As you would imagine, I am receiving quite a few emails from friends and readers who are asking variations on this question: What is going on in Baltimore?
A few personal comments: First of all, I have very little experience covering politics and the police beat, the two subjects that, for better and for worse, are currently at the heart of the coverage of this story. Second, I live on the Baltimore beltway south of downtown (in a blue-collar, interracial suburb with roots back to Colonial times) and I am not an expert on urban life in this complex city. I do know that -- as some journalists are noting -- there is a special poignancy to seeing smoke and flames rising from neighborhoods that still haven't recovered from the 1968 riots after the death of the Rev. Martin Luther King, Jr.
Like many locals, I spent hours yesterday watching the news and trying to keep up with the social-media hooks in this story. As of this morning, talk radio is full -- as it was yesterday -- of reports of another wave of "purge" notices calling for more violence this afternoon. True?
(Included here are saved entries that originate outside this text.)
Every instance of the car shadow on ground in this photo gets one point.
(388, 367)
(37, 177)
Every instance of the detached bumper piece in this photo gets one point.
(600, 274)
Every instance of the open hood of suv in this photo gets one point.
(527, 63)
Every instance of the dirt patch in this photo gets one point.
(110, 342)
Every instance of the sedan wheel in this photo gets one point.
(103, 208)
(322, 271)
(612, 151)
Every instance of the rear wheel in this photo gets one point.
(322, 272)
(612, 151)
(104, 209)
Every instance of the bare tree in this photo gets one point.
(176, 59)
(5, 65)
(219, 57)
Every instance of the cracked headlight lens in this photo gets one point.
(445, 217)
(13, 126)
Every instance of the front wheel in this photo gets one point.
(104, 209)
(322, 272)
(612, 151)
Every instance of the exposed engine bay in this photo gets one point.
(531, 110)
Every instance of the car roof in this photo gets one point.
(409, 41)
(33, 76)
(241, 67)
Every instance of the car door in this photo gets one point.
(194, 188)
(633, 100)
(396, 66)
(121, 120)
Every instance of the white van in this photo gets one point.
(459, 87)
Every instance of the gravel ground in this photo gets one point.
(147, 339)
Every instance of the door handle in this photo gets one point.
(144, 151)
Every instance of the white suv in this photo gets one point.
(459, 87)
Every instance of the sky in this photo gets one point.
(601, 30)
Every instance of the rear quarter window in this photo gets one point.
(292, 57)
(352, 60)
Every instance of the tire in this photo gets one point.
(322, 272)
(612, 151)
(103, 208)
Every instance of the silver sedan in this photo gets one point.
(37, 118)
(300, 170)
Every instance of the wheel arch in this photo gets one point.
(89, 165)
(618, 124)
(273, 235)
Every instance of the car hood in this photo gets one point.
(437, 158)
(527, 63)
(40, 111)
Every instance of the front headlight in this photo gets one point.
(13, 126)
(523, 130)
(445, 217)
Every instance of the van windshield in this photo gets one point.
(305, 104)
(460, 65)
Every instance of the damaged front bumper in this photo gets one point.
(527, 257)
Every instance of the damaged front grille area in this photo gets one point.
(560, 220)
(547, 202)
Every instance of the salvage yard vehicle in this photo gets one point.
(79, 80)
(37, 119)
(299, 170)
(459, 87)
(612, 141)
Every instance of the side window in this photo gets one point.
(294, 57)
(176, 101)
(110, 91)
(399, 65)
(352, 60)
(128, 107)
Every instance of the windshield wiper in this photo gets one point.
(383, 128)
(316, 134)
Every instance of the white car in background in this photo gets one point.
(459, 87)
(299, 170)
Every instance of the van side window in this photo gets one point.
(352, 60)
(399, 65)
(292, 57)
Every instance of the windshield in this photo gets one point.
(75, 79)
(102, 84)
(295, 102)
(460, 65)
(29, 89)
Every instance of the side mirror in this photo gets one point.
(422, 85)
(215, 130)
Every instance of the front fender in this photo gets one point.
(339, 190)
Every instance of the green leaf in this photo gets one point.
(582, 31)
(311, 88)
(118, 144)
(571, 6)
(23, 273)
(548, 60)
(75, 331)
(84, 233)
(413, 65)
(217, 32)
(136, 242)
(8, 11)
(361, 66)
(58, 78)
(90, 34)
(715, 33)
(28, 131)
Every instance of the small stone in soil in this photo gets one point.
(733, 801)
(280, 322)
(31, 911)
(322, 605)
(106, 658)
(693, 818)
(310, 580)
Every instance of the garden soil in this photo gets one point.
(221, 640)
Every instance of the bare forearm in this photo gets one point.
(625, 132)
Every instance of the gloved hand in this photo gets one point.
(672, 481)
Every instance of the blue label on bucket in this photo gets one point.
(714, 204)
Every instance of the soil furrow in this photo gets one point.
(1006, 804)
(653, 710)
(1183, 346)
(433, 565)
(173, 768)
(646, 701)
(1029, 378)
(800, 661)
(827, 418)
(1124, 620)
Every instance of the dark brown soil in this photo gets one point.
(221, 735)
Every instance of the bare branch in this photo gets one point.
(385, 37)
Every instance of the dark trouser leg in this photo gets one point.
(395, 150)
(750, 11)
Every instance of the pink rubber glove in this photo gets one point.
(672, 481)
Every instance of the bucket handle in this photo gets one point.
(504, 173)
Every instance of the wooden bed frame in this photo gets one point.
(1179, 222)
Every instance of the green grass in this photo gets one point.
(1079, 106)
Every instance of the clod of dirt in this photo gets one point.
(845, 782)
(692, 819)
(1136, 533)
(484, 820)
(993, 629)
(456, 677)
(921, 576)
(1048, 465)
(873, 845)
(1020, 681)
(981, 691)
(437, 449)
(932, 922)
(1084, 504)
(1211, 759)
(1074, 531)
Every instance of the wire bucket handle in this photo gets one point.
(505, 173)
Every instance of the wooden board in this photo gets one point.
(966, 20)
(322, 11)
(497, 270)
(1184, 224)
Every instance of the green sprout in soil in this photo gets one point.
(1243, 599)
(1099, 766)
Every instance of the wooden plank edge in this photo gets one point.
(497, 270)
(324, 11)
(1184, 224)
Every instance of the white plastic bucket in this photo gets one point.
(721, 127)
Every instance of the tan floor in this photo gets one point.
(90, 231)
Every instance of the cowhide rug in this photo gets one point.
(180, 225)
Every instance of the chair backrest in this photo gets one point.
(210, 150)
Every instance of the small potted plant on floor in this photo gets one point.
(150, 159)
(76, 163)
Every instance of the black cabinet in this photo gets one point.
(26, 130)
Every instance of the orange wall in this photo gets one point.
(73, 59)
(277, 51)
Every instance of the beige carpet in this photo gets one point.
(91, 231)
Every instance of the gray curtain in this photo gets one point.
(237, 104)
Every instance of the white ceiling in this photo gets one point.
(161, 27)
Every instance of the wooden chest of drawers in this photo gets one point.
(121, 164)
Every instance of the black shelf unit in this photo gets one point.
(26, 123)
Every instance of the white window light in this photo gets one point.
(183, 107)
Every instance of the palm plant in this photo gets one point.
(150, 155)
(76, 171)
Of course, I have been watching and listening as a religion-beat specialist and there has been much to note. Another question people keep asking me is why embattled Mayor Stephanie Rawlings-Blake didn't call for a curfew LAST night. Well, the locals can tell you that Baltimore is a city that doesn't have massive resources and they were stretched to the total limit last night. There weren't enough police and firefighters to go around, on a night with about 140 car fires and major action in neighborhoods in the west and east. Could a curfew have been enforced?
So who was there to respond, until the National Guard and back-up firefighters rolled in from outside of town? If you watched CNN, Fox and other networks last night, you know the answer to that -- clergy and activists from black churches, that's who.